Professor Mead expands on the gains and losses from entrusting meritocracy to improve the institutional structure for that division of labor.

The deeper problem, however, is that the gatekeepers for the meritocracy decided to question the notion of meritocracy itself.
Steven Knapp, president of George Washington, outlined a lingering tension between the things academics say about cultural objects and the way people admire those objects.

“What matters to the public is Shakespeare,” he observed, “not ‘the logic of theatrical representation.’ What matters is the story of America, not ‘the ideological structure of American essentialism.’ ” He went so far as to chide the high-cachet schools of deconstruction, Marxism, feminism, and anticolonialism because they “took a critical turn against culturally prestigious objects.” Knapp left the implication unstated: Humanities professors disrespected great works, so naturally the public turned around and disrespected them.
It's not yet the end of the world, and yet we can see it.
Princeton philosopher Kwame Anthony Appiah regretted the threat to “works of the past” in a utilitarian, scientistic culture, adding, “I don’t think that our civilization is so degraded that we have to defend giving attention to what is excellent.”
Higher education is failing the market test all the same.

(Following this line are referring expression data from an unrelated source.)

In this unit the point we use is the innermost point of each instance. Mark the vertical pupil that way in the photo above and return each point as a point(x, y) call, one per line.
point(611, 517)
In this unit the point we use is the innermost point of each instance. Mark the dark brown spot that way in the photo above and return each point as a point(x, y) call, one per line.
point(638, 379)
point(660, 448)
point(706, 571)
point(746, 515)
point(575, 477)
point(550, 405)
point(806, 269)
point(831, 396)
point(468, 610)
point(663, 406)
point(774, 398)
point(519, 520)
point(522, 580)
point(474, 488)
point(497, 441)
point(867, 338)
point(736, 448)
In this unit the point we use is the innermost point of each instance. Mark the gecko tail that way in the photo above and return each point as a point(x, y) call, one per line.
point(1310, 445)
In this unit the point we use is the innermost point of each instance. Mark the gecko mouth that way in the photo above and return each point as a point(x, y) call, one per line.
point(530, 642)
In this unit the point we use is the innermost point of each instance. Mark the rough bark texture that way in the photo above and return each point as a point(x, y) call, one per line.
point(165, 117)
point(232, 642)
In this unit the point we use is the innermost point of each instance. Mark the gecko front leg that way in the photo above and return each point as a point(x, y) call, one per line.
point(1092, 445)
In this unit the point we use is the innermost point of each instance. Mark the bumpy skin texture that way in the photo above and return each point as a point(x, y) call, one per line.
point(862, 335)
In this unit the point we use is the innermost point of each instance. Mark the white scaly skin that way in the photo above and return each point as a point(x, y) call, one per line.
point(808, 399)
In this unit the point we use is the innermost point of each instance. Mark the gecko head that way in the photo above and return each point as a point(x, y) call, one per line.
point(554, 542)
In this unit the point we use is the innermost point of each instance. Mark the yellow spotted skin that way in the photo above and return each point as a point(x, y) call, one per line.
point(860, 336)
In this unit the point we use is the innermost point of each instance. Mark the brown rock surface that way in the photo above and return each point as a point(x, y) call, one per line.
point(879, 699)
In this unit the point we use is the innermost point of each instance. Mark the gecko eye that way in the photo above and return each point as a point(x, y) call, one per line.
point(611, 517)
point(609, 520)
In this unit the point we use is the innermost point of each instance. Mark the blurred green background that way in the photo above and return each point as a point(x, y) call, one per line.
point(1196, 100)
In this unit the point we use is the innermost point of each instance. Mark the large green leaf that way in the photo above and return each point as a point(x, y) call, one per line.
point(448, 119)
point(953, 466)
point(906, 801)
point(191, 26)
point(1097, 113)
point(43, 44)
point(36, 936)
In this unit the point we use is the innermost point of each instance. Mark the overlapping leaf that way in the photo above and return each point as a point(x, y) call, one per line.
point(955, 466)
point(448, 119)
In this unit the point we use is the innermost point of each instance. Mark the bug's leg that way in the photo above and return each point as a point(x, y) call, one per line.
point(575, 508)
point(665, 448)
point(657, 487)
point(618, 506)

The economics of the university have raised the stakes to actual survival, making provocative and radical positions look irresponsible. A new sobriety and realism have set in, and if more meetings repeat the tenor and content of the [symposium], the humanities might regain some prestige and climb back to their proper, essential place in higher education.
That is, if the vocationalism doesn't turn the universities into residential high schools first.